Eu vi uma estrela americana a ver as estrelas num castelo alentejano
Imagine um belo recanto de Portugal longe de quase tudo, uma serra ainda mais isolada, e um castelo no topo de uma colina, onde já houve uma vila, Noudar. Foi onde ontem vi as estrelas e onde vi também uma estrela americana vê-las, fascinada a ouvir as explicações em português. Era Ellen Rabiner, contralto, figura reputada da ópera, profissional da Met de Nova Iorque. Uma semideusa de voz de encantar, encantada com o Alentejo.
Rabiner cantou primeiro em Barrancos, no Cine-Teatro, e depois fez quase uma hora de carro para chegar ao castelo de Noudar, onde comeu uma bifana e bebeu uma mini. Não percebi se aproveitou também o gaspacho da ementa preparada pelos bombeiros, uma daquelas soluções imaginativas do Terras Sem Sombra, festival que este ano tem os Estados Unidos como país parceiro.
Descobri por acaso o Terras Sem Sombra, um festival que começou por ser alentejano mas agora também vai algumas vezes à Extremadura espanhola. O conceito é notável: música, património, biodiversidade. Sempre atividades de acesso gratuito. Ninguém teve de pagar para ouvir Rabiner cantar Summertime em Barrancos.

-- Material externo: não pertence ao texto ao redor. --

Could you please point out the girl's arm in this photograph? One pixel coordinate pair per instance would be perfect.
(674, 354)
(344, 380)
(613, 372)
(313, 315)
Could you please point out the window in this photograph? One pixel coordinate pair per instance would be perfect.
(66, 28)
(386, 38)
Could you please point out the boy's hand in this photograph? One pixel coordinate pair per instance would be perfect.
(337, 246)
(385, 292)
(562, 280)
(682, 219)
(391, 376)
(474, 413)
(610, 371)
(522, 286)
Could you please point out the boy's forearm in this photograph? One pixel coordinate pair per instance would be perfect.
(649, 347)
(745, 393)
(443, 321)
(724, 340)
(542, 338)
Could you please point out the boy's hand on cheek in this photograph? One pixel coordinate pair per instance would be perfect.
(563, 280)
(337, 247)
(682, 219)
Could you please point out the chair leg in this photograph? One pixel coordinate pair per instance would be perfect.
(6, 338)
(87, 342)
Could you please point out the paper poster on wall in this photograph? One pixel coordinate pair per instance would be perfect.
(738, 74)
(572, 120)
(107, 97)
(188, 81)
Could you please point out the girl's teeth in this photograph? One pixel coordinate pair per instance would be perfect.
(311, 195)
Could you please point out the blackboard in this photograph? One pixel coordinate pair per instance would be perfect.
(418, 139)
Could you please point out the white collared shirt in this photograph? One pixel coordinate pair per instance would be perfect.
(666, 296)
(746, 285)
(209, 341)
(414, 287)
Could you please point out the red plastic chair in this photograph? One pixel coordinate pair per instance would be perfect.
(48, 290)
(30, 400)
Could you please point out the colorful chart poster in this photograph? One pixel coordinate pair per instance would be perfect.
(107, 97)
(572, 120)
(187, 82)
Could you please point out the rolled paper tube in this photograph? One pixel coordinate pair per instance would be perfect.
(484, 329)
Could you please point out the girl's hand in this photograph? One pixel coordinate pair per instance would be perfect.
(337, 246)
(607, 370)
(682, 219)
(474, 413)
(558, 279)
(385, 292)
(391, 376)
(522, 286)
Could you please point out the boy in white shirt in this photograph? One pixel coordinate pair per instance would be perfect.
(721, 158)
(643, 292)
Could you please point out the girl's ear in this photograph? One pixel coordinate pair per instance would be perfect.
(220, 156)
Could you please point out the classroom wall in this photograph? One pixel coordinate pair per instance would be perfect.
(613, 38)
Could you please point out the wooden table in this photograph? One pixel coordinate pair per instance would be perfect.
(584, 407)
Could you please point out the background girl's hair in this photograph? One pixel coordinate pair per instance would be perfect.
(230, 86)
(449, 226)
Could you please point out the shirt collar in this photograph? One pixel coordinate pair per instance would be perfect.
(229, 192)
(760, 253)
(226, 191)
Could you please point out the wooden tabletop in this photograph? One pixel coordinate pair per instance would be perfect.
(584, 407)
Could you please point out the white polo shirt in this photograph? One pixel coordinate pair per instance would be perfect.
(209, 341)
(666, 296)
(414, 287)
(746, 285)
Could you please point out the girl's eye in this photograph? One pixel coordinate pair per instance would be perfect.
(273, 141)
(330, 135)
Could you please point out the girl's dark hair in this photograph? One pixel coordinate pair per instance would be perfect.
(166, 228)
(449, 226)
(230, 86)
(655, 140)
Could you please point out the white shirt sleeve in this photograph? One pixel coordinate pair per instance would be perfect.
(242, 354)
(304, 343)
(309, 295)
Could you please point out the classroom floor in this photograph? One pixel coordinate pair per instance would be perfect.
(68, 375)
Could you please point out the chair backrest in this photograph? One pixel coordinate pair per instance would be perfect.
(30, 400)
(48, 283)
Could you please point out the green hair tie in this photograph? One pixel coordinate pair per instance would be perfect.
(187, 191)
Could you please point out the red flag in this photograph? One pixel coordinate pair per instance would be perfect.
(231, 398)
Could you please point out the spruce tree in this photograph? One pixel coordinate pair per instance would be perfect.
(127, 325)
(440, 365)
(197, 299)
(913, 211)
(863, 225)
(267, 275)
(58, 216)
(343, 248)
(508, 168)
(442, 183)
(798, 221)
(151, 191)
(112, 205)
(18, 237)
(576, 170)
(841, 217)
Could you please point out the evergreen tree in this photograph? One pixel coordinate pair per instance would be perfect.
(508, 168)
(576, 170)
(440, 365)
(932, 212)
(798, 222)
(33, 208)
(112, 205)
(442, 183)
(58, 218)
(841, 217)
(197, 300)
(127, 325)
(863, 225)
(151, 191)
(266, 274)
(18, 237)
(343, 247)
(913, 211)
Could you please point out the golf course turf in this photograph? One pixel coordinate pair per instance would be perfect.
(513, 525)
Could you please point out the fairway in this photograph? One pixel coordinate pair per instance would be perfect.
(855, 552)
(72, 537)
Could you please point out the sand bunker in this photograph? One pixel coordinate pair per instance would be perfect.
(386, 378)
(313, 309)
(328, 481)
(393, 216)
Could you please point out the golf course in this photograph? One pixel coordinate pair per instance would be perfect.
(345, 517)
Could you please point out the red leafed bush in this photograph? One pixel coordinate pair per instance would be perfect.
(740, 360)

Já contei que vi as estrelas no céu sobre o castelo de Noudar, velho de sete séculos. A decifrá-las estava o astrofísico Nélson Nunes, cujas explicações das constelações estavam salpicadas de piadas que faziam rir a assistência, a contralto incluída, poliglota a escutar, tal como a cantar. Também já contei que a vi a beber uma Sagres? Pois o embaixador americano também. George Glass fez questão de ir a Barrancos pela primeira vez (eu também!) para ouvir a compatriota e subir até Noudar. Não falhou a bifana e disseram-me que antes, recebido pelas autoridades locais, teve direito à oferta de um presunto de Barrancos, de grande fama.
Já entrevistei o embaixador Glass para o DN sobre as relações entre os Estados Unidos e Portugal, ontem vi-o a fazer a melhor das diplomacias, descobrindo cada vez mais o país onde foi colocado, juntando-se aos barranquenhos com a embaixatriz para uma ceia improvisada. Também deu para perceber que tinha alguns conhecimentos de astronomia, e antes, num pequeno discurso no Cine-Teatro de Barrancos, contara mesmo que o pai era astrónomo amador, paixão natural no país que pôs o primeiro homem na Lua, vai fazer agora a 20 de julho meio século.
O embaixador disse no tal minidiscurso que aprecia muito o Alentejo pela gastronomia, o vinho e o património, mas que não esquece a importância da economia e que há investimentos americanos que podem vir para a região, seja o terminal de gás em Sines seja projetos agrícolas no Alqueva. A ouvir estava o presidente da câmara de Barrancos, o socialista João Serranito Nunes. Também vi o presidente da EDIA, José Pedro Salema, mais tarde a tentar olhar para um telescópio posto no castelo.
Voltemos à estrela Rabiner. A diva que estava em palco, acompanhado ao piano por Nuno Margarido Lopes, vestia um elegante vestido longo verde. A americana simpática que subiu a Noudar estava de calças de ganga e ténis. Talvez para facilitar que a atenção se fixasse nas estrelas que estavam no céu.